HSE seeks extra funding after summer spike in people on trolleys

Rise in overcrowding blamed on increase in admissions of older patients

New figures showed the highest ever level of trolley overcrowding for the month of August. Photograph: Pierre Andrieu/AFP/Getty Images

New figures showed the highest ever level of trolley overcrowding for the month of August. Photograph: Pierre Andrieu/AFP/Getty Images

 

The Health Service Executive says it is looking for extra resources for the winter from the Department of Health, after new figures showed the highest ever level of trolley overcrowding for the month of August.

There were 404 patients waiting for admission to hospital on trolleys or in wards on Tuesday morning, according to the daily Trolley Watch count by the Irish Nurses and Midwives Organisation (INMO).

The figure is particularly high for a summer month, and compares with 260 on the equivalent day last year. The total included 283 in trolleys and 121 in wards, with a majority of patients waiting in hospitals outside Dublin.

University Hospital Galway had the worst overcrowding, with 44 patients waiting for admission, followed by University Hospital Limerick (36) and University Hospital Cork (34).

Explaining the overcrowding, the HSE pointed to a 2 per cent rise in emergency attendances so far this year, and a 3 per cent rise in admissions. Among patients aged 75 years and over, attendances are up 12 per cent and admissions 11 per cent.

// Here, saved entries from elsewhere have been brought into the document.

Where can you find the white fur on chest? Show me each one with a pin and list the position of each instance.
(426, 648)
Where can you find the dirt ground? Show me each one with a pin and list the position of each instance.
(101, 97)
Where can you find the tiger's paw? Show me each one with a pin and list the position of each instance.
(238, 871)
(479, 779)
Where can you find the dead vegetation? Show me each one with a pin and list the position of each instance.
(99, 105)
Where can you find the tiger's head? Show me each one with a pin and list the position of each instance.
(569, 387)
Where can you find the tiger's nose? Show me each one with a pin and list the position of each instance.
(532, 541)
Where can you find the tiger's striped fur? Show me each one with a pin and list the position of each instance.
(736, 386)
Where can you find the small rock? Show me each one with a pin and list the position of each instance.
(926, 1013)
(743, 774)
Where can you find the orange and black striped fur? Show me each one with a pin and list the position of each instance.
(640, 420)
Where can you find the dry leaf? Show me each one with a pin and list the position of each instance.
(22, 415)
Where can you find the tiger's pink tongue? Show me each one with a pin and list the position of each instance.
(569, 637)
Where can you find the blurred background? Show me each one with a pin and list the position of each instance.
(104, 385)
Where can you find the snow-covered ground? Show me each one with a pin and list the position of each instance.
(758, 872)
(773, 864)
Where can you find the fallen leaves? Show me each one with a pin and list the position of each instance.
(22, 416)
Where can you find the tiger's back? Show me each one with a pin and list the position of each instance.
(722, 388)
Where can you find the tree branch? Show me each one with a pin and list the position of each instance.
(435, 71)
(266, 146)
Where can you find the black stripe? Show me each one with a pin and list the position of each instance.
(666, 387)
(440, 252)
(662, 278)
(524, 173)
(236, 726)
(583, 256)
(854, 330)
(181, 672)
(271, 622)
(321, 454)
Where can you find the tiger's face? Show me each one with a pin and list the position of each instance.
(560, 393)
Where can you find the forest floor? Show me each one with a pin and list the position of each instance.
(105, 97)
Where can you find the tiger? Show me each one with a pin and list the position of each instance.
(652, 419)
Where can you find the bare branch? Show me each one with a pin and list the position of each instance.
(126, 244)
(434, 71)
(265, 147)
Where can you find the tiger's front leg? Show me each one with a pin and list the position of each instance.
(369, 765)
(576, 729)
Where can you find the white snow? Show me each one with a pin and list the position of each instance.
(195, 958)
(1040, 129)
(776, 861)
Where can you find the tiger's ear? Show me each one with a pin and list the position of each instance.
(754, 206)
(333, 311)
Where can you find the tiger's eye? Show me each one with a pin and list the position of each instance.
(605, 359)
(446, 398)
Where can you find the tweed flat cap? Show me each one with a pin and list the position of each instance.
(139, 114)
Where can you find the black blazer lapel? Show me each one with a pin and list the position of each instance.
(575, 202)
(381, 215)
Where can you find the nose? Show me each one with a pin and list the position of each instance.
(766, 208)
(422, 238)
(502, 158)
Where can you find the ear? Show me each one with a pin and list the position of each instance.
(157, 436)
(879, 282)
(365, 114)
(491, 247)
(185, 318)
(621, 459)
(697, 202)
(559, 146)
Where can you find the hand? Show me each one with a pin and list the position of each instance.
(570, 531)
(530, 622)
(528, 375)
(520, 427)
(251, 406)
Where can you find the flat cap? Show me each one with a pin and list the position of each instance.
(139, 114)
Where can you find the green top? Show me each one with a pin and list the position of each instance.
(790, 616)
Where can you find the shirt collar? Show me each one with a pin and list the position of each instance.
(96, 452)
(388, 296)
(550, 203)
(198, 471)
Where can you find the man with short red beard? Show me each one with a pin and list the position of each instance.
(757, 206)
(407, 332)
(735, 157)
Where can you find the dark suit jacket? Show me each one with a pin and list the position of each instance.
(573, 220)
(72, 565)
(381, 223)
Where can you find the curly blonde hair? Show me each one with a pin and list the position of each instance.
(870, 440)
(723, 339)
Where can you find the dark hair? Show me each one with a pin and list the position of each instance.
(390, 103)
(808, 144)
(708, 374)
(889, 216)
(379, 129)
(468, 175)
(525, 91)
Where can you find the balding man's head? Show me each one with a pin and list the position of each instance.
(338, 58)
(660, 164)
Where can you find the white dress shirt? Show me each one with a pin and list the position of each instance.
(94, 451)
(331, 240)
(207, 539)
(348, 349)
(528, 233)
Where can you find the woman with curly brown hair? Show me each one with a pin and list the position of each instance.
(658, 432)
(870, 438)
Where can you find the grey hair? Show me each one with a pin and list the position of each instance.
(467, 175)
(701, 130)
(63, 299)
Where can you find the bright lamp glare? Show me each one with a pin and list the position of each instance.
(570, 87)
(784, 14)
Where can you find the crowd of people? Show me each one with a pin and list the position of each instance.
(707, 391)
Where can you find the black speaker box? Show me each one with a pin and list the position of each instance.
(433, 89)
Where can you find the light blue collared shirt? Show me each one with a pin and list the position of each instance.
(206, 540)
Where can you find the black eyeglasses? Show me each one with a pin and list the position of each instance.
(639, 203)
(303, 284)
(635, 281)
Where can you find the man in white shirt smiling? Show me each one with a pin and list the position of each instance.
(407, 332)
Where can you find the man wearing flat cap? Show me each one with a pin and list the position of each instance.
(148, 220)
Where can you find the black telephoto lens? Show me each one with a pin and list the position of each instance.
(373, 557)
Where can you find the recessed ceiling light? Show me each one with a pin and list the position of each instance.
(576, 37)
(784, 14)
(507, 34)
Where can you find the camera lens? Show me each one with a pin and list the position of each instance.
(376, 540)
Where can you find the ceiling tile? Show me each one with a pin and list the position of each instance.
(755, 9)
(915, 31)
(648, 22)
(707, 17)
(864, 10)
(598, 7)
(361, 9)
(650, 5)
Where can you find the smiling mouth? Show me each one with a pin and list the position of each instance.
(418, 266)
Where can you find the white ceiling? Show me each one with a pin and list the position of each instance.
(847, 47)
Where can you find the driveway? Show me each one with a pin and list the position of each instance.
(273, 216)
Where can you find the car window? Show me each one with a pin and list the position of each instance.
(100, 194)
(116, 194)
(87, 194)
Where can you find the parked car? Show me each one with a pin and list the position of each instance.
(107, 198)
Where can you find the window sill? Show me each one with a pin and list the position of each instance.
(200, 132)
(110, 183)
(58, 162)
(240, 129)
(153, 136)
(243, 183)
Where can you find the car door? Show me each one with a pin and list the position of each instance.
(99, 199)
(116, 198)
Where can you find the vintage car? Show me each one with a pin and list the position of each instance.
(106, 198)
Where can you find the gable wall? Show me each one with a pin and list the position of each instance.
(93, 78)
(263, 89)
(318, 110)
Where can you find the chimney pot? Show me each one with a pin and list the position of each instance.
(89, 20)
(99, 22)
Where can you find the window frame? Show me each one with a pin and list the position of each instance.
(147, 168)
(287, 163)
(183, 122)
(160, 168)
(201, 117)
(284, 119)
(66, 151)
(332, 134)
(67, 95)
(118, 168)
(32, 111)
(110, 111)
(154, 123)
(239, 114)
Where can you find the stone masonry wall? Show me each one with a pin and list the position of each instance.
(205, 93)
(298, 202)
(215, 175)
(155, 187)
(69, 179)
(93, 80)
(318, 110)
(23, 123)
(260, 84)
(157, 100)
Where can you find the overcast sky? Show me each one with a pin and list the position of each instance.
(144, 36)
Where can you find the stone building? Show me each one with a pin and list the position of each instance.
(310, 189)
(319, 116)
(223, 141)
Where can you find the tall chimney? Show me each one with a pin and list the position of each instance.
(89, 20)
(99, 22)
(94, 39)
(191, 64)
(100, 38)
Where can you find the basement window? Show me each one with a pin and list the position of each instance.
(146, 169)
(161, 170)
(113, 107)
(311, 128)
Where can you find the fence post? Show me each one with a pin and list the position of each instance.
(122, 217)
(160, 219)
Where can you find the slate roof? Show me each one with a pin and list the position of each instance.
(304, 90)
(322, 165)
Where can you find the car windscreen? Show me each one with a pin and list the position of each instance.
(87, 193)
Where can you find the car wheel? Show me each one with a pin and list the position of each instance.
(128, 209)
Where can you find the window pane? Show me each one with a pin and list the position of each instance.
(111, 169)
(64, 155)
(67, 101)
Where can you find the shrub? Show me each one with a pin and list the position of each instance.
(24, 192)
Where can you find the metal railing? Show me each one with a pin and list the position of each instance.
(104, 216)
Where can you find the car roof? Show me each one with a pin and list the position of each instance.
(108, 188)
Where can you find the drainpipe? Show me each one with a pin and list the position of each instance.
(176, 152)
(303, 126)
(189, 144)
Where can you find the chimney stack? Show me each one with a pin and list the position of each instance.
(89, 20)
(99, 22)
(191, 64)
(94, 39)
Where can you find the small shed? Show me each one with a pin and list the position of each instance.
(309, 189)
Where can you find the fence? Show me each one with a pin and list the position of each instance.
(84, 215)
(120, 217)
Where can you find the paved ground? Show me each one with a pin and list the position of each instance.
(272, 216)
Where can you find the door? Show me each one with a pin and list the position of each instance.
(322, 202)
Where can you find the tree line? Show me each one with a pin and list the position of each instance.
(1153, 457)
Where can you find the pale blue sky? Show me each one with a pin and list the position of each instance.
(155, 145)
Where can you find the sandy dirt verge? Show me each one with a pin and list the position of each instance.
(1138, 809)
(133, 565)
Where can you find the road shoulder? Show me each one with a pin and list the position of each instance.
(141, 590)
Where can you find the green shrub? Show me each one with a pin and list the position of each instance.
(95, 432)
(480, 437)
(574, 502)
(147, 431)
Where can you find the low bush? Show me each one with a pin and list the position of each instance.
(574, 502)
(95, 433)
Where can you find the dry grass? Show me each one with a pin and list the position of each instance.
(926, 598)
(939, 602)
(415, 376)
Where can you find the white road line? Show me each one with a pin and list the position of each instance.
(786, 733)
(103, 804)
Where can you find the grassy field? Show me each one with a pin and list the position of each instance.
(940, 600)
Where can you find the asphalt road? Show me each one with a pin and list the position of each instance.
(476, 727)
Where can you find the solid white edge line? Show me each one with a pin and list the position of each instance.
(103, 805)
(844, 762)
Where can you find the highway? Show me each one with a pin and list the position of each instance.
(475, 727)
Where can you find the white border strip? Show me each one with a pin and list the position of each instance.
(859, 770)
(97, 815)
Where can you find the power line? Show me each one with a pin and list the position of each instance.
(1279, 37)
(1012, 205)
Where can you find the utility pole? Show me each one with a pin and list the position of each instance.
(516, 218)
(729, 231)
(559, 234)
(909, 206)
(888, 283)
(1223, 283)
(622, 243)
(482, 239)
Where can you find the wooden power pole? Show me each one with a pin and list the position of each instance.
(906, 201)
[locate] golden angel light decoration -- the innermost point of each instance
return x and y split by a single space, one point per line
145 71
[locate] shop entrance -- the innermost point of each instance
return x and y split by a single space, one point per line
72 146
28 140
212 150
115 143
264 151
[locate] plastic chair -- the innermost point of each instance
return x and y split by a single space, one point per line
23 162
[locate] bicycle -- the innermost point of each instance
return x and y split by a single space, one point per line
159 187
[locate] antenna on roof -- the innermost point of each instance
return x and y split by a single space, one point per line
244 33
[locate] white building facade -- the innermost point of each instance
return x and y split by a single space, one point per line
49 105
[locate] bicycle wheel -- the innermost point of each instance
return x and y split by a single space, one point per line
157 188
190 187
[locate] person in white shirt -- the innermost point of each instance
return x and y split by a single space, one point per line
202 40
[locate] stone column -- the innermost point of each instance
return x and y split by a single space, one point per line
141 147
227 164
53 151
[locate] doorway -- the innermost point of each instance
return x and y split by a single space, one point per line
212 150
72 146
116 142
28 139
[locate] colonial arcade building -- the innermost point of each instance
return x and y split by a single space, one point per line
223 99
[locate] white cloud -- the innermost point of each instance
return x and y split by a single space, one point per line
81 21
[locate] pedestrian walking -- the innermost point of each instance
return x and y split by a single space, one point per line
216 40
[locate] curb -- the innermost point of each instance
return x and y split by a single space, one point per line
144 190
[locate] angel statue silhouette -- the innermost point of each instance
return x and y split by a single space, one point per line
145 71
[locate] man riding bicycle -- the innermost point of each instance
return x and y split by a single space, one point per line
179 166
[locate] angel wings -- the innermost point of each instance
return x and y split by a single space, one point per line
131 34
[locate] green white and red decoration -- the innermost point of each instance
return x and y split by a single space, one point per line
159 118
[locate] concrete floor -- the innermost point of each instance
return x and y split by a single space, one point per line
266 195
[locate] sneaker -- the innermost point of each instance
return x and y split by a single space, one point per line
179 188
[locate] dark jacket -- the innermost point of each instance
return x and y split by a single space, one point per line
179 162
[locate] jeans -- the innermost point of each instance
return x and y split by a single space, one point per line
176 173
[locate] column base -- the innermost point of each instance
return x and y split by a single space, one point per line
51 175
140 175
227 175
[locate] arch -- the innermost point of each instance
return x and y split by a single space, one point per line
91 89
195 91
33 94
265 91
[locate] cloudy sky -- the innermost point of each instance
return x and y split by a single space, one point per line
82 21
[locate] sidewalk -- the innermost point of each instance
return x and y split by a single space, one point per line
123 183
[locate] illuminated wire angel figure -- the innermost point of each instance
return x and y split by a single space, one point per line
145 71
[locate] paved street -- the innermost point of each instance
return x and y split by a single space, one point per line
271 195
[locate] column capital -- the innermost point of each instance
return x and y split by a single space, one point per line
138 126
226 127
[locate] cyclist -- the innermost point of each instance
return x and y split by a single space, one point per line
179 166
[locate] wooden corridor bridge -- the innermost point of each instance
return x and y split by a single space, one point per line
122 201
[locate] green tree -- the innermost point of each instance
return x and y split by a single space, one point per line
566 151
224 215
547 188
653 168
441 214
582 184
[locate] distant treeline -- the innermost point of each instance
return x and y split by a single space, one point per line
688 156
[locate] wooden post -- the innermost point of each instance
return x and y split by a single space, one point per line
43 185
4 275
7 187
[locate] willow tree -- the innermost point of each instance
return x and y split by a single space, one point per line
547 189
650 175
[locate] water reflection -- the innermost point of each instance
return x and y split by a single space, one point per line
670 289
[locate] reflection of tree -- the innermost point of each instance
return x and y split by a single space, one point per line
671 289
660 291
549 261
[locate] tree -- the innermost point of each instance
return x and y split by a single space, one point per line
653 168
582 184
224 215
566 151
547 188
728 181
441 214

Some hospitals have seen their attendances increase by more than 30 per cent and their admissions rise by more than 50 per cent, according to a spokeswoman. “Some sites are continuing to experiencing these pressures during August.”

Winter planning

Winter planning was currently taking place and hospital groups were working to finalise their plans over the next four weeks, she said. “Discussions are continuing with the Department of Health regarding potential additional resources to mitigate the normal surge of presentations during the winter period.”

The INMO said the severe overcrowding was further compounded by poor staffing levels because of the recruitment and retention crisis in the health service.

In the first seven months of the year, more than 57,000 patients were left on trolleys because no bed was available to them, the union said.

Workloads, demands for services and staffing levels were also “extremely problematic” in community services, care for the elderly and intellectual disability, it added.

“The INMO will be raising these latest shocking figures, and the patient care issues which arise as a direct result, at the next meeting of the Emergency Department Taskforce next month. At this meeting we will seek additional funding, to recruit extra staff, to allow for the opening of extra beds.”